For this months instalment of When I Grow Up... We interview the lovely Sarah Corbett, the brains behind the innovative Craftivist Collective to find out just what they do, and what they have planned for the future.
For those of us that don't know, what is Craftivist? How did it come about?
Craftivism is activism through craft methods. It's provoking people to think about global injustices in a non threatening, non preachy way, normally through street art and other craft methods.
The Craftivist Collective came about in 2008 when I came to London. I googled craft and activism groups and the term craftivism popped up. I contacted Betsy Greer who coined the terms and asked if there were groups I could join but there weren't any, so I just started doing it alone.
What made you want to start it all up?
There were many reasons I started doing craftivism. I felt like a burnt out activist, like many activists do. Going on lots of marches, signing lots of petitions, going to activism meetings etc and not feeling like we were getting anywhere.

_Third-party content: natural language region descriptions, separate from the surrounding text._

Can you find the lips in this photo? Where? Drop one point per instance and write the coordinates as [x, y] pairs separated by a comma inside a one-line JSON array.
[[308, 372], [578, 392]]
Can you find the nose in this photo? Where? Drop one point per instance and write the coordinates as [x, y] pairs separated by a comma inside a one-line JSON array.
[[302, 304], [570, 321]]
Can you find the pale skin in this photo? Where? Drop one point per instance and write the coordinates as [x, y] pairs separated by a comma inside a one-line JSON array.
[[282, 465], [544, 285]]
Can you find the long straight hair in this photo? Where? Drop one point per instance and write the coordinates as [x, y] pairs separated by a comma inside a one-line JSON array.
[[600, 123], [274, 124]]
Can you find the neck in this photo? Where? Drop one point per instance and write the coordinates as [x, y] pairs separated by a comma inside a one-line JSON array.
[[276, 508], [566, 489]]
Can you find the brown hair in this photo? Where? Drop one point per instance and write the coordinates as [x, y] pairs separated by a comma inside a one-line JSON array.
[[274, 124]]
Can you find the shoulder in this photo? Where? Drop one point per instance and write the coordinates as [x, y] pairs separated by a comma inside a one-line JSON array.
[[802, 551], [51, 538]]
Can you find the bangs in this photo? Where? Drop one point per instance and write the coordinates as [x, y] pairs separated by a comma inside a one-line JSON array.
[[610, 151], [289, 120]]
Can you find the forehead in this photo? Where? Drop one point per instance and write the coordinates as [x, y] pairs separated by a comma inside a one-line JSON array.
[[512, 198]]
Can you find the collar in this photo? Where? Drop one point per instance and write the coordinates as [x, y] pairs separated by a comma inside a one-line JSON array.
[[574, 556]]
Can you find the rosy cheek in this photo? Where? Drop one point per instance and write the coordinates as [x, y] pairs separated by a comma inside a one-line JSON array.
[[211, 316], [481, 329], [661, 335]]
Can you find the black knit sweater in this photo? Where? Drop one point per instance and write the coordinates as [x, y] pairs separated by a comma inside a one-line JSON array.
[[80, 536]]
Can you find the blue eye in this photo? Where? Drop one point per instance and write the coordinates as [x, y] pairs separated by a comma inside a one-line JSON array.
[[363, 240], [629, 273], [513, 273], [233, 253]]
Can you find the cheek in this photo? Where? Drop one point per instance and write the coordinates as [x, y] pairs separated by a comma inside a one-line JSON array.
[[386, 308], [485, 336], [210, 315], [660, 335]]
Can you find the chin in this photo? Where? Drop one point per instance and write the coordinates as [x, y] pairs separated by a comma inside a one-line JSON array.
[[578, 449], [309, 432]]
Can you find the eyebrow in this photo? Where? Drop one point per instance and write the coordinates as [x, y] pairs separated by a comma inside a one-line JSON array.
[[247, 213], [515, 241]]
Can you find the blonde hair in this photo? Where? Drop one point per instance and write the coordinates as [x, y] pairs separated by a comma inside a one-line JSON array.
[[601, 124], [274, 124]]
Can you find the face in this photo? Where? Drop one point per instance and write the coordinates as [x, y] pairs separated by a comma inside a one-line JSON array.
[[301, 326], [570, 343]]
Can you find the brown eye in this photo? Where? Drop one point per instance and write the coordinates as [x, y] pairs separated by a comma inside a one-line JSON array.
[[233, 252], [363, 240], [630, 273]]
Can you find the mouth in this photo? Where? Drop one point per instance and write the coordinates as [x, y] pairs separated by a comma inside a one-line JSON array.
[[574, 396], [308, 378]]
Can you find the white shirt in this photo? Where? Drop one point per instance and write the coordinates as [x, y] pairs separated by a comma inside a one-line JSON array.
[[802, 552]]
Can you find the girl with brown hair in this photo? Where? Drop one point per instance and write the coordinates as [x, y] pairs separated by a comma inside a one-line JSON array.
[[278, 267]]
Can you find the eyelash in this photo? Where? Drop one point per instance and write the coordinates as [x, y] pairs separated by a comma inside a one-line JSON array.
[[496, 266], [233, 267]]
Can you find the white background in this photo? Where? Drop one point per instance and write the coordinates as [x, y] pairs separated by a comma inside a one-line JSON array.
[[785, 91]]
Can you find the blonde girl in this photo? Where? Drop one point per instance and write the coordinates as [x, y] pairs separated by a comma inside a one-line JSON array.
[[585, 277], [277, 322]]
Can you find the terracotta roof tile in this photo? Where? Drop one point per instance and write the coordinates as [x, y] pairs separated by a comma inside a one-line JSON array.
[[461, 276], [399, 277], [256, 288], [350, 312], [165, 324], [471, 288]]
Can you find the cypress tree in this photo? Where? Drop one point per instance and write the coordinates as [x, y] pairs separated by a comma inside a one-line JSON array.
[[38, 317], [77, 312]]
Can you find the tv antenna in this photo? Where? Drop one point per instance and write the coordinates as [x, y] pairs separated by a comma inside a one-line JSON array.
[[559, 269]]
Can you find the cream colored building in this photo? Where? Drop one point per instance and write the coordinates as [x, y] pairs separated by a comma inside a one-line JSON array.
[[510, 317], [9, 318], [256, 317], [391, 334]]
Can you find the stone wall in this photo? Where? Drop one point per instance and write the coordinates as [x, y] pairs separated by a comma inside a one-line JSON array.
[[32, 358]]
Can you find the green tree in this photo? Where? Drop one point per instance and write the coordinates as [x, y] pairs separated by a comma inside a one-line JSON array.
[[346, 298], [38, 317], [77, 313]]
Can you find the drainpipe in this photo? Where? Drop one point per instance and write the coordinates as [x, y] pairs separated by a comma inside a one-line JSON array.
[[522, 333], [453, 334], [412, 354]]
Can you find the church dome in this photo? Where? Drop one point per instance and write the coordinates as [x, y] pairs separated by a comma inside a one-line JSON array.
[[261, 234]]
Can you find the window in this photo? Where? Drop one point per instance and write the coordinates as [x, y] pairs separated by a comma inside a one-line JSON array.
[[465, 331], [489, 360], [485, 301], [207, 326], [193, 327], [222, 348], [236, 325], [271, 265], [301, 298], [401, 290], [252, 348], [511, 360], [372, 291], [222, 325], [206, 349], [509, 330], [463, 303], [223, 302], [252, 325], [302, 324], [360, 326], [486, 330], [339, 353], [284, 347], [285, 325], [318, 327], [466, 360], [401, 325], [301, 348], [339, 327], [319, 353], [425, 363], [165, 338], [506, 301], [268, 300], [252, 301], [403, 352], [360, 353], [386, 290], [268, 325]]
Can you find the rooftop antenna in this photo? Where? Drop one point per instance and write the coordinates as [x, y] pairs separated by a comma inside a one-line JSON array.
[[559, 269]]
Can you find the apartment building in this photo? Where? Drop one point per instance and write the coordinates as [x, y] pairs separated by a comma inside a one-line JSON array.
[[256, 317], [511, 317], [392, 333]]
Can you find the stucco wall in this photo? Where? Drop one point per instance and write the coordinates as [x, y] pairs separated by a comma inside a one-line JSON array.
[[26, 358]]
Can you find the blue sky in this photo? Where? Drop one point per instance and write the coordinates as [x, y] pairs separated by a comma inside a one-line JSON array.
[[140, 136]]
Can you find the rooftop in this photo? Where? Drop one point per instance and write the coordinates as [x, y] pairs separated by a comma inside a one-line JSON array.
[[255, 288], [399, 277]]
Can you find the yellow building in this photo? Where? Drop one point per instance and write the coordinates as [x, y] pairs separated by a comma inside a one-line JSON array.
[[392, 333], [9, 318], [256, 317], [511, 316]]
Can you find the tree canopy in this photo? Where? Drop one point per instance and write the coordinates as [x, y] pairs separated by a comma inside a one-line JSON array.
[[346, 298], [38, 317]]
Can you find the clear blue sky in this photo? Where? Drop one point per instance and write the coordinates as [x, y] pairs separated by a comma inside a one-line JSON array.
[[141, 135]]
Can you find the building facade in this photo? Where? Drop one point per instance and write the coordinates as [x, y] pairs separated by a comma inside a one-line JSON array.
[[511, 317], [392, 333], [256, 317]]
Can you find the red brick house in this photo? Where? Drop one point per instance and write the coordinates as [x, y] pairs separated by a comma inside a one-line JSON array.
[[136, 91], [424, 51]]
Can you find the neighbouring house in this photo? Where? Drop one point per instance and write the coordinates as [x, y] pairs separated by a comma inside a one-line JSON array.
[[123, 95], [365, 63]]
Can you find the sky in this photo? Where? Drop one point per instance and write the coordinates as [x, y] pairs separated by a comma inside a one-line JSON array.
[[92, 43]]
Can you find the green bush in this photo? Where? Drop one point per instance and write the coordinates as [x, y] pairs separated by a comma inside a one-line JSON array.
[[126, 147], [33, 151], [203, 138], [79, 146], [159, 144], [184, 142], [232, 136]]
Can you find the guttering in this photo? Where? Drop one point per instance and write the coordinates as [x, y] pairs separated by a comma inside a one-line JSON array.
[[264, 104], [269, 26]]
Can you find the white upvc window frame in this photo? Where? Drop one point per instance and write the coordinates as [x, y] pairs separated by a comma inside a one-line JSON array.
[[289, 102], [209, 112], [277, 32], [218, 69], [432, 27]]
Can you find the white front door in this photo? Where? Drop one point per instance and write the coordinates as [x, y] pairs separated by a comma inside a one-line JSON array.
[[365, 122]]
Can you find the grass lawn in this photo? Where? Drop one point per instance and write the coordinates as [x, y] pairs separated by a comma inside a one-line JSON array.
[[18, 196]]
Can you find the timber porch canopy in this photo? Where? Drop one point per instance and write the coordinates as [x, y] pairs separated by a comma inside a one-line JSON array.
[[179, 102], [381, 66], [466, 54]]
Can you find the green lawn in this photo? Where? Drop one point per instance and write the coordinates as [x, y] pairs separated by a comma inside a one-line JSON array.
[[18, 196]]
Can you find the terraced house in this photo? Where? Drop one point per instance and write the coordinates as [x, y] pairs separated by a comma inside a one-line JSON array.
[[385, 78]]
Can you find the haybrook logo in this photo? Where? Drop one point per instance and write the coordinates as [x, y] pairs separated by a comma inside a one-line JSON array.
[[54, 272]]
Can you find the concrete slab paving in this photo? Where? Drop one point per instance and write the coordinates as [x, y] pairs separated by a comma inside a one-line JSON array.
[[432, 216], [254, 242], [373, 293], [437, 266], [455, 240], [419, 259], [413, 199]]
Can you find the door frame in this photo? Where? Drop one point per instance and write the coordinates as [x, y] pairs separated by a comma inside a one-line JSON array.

Plus I'm not a natural extrovert so didn't like doing stunts, dressing up, talking to strangers and I don't like some forms of activism that are too aggressive and demonise people.
I'm creative, and I love encouraging people to be the best they can be and use their gifts and talents to make the world a better place whilst they are on this planet. Craftivism works perfectly for me, as my brain comes up with ideas all the time.
Where did you get your inspiration from for Craftivist? Who are your inspirations?
I get inspiration from anywhere. Our Don't Blow It project came out of getting a pack of old hankies from a family friend and thinking about how I could use them in a craftivism way. Our cross stitch graffiti came out of seeing so many grids covering windows and thinking I could do giant cross stitch patterns on them with wool. I also love Miranda July's projects on Learning To Love You More website.
What do you do when you're not doing this?
I think about doing it! I can't stop doing or thinking about it! I do love going to the cinema (especially with the Q&A's with Directors in Curzon), going to galleries, walking around cities with my headphones in, watching TED talks whilst stitching. I also love reading new and independent magazines on fashion, art, culture etc.
Do you have any events coming up?
We do monthly free Stitch-Ins at the Royal Festival Hall every 3rd Thursday of the month 7-9pm. People can come and bring their own craftivism project do to, buy one of our kits and get a free tutorial from one of our experienced craftivists or just come and have a look, chat and see if they want to get involved. We also do workshops where you learn about the history of crafitivism, the benefits, some craft skills and can discuss justice issues with other attendees. Plus I get booked in to do talks and workshops for organisations (in the past they have been with Southbank, Tate Gallery, Hayward Gallery and others).
What does the future hold for Craftivists?
More talks, workshops, exhibitions, and collaborative projects. I'm working with a core group of craftivists to create our new craftivism project. We're making tomato jam from a recipe I got from an inspiring woman in Kenya. Tomatos are used in the jam because Kenya suffers from drought and they are more drought resistant than other fruits. We are going to stitch cloth lids with messages about climate change and gender inequality, and offer the jars to MPs, business people and friends to talk about her inspiring story and how we can support each other. Jazz Domino Holly (Queen of Craft author, Founder of Shoreditch Sisters) is going to do the instruction video with me for it in May.
And finally do you have any advice for anyone thinking of setting up a similar organisation?
Go for it! Remember that people will want to join in if you are friendly, positive and welcoming and become friends. The stronger the friendships: the more productive and effective the group is.